Pie Fidelity is published by Particular Books, an imprint of Penguin Random House, on 4th April 2019, and is available for pre-order. Disclosure: my trip to Belfast was partially funded and made possible by Tourism NI. Thanks to the wonderful Claire Keenan for introducing me to the amazing worth of Northern Ireland’s food and drink.

| Books, Food, Pie Fidelity

PIE FIDELITY: In Defence of British Food

“We’d like you to do another book,” they said,

“We just don’t want it to be about beer or cider,” they said.

“What else ya got?”

“Food is everything we are. It’s an extension of nationalist feeling, ethnic feeling, your personal history, your province, your region, your tribe, your grandma. It’s inseparable from those from the get-go.” 

Anthony Bourdain (1956 – 2018)

I was devastated when Bourdain died.

He caught a lot of flak from beer geeks for criticising craft beer, but when he spoke about lots of people earnestly sipping tiny samples of their “Mumford & Sons IPAs”, I had to hold my hands up in surrender. Even when he was being unreasonable, he was usually right. His writing style was, along with George Orwell and Stephen King, a significant influence on the development of my own.

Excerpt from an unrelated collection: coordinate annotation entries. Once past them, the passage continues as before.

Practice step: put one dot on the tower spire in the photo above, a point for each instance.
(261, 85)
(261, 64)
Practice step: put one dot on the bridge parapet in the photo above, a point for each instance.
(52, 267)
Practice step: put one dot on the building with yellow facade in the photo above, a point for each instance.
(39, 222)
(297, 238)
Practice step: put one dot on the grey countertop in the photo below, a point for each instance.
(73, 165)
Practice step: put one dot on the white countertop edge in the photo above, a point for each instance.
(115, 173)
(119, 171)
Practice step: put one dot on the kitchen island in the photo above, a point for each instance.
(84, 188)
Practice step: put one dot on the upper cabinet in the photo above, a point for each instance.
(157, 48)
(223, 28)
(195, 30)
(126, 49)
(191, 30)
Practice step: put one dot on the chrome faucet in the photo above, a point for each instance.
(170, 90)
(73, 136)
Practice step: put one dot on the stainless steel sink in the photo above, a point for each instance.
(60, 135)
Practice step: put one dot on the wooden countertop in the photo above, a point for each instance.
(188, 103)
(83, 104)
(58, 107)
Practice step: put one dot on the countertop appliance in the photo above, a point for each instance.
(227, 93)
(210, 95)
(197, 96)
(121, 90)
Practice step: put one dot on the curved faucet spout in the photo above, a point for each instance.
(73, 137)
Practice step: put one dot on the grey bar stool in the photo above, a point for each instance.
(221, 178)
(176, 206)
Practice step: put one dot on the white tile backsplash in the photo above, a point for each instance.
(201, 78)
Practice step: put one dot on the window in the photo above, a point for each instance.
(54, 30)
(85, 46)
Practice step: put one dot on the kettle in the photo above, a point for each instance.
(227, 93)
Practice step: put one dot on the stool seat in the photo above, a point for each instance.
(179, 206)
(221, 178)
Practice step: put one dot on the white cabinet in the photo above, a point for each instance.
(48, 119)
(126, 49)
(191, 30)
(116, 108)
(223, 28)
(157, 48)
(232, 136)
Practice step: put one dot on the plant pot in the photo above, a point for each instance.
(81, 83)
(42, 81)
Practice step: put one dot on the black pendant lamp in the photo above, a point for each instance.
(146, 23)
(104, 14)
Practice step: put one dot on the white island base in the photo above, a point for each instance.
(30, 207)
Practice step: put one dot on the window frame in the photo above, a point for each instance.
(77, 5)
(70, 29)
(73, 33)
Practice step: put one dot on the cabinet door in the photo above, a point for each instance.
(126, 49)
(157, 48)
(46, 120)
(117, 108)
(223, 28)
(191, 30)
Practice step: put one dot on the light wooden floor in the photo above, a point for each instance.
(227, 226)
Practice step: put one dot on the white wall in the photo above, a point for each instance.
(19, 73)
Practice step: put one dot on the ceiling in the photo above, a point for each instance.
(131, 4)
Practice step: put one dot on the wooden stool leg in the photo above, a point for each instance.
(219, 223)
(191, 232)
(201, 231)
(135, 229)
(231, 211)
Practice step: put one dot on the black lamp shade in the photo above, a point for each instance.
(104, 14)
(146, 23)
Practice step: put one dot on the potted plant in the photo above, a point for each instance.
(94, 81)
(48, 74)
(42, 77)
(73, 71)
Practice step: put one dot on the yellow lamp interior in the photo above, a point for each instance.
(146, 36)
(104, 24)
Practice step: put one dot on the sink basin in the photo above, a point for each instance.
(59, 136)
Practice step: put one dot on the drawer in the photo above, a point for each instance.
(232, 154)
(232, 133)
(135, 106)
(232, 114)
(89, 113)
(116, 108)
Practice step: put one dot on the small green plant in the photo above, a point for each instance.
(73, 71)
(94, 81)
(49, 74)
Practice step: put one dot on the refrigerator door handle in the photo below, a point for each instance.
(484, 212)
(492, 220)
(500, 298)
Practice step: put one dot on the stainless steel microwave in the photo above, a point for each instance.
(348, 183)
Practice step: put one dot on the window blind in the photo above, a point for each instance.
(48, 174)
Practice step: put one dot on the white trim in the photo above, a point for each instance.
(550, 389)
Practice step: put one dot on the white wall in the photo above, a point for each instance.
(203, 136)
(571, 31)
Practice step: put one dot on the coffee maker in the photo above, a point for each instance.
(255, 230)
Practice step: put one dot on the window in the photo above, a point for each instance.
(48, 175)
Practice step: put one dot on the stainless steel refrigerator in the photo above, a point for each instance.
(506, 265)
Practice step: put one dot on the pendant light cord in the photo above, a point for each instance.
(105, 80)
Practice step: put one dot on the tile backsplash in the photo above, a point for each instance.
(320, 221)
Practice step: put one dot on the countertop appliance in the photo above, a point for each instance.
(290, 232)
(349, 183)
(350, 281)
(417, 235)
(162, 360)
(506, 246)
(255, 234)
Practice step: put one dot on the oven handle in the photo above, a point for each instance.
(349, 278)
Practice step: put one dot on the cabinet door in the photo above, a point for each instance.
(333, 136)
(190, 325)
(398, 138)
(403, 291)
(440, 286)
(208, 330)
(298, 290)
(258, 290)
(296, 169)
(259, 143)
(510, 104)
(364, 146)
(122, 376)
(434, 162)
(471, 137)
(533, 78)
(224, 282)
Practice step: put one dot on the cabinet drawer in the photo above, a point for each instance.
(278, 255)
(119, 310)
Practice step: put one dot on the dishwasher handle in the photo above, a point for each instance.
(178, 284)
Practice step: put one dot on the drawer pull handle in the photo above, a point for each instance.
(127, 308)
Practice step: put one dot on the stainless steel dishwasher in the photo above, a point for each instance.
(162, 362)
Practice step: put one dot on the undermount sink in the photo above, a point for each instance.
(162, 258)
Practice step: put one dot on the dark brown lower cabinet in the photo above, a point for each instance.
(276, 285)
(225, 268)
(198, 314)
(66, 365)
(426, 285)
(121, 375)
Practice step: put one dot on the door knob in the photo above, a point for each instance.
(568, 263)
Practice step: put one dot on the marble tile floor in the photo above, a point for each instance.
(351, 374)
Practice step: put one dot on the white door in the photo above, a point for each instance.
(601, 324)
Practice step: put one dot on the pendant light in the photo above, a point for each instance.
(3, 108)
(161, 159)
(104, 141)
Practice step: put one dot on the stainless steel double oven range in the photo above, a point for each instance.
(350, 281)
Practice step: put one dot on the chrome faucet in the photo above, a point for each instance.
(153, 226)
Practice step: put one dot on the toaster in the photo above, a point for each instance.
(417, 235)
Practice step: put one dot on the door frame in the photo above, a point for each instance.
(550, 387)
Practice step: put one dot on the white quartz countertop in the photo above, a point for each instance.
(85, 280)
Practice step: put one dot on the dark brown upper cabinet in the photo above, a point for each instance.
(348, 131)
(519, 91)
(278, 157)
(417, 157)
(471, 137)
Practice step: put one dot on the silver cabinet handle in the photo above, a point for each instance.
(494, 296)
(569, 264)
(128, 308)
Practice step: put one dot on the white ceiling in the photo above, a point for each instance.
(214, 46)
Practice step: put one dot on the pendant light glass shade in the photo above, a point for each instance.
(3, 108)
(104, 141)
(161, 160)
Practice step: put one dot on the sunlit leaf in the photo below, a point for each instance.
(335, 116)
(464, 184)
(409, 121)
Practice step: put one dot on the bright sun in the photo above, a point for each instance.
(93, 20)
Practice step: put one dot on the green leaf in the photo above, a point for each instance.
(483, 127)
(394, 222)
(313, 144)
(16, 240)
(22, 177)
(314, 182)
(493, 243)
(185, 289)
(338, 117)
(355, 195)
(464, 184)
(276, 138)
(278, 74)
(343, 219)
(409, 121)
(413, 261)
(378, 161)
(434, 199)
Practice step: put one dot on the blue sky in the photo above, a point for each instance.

I was just starting the second draft of this book when news of Bourdain’s passing broke. I hadn’t been thinking about him as a direct influence while I was writing the first draft – which is weird given that this will be my first book overtly about food. But then, after his death, I was reading lots of stuff about him, and lots of his best lines, and I found the quote above and realised he’d perfectly described the book I’d just finished, even though he will never know about it.

I’m using this quote in the front of the book because it’s pretty much an introduction to the entire idea in three punchy, beautifully syncopated, passionate, enlivening, third-eye-opening sentences. I can only hope there are three sentences in the book that read as well – otherwise, it’s all downhill once we get into the text proper.

I always wanted to write more broadly than beer. Not because beer is limiting – it’s not, in terms, of what you can write about, even if it is in terms of the breadth of people you can reach – but it’s not the only subject in the world that I’m interested in exploring via the process by which I write books.

Most people I know who are passionate about beer – or cider- are also passionate about food. The best ones, the ones whose opinions I respect the most about what they drink, are also experts on what’s good to eat – not just what it tastes like and how we might get our hands on the best, but also how food fits in with everything else. 

After The Apple Orchard proved to be pleasantly successful, Penguin, who published that book, asked me what else I might want to write about. (There was a glut of beer books at the time.) I realised that when I’m not thinking about beer or cider, for a good chunk of the time I’m thinking about food – not just eating it (though a lot of it is that, as my physique suggests) – but also about how to cook it, the act of sharing it, what it means, how it impacts us and defines us. Yes I’m post-rationalising here, but what I mean is, I realised that in the same way it had long puzzled me that British beer drinkers tend to be dismissive of cask ale even as craft beer drinkers around the rest of the world revere it at least as much as any other beer style, we also tend to be down on our food in a similar way.

Except that if you actually engage us in talking about food, we’re not: fish and chips, Sunday roasts and bacon sandwiches are three of the most dominant icons that define Britain. Our food and drink is indelibly linked with how others see us, and our own sense of who we are.

And people love talking about them: their memories of both the best and the worst, the comfort they bring, the way they brought families and friends together when we were much younger. More recently, we’ve made other dishes such as curry and spag Bol as British as the rest – but go back far enough, and all our favourite meals have multicultural origins. 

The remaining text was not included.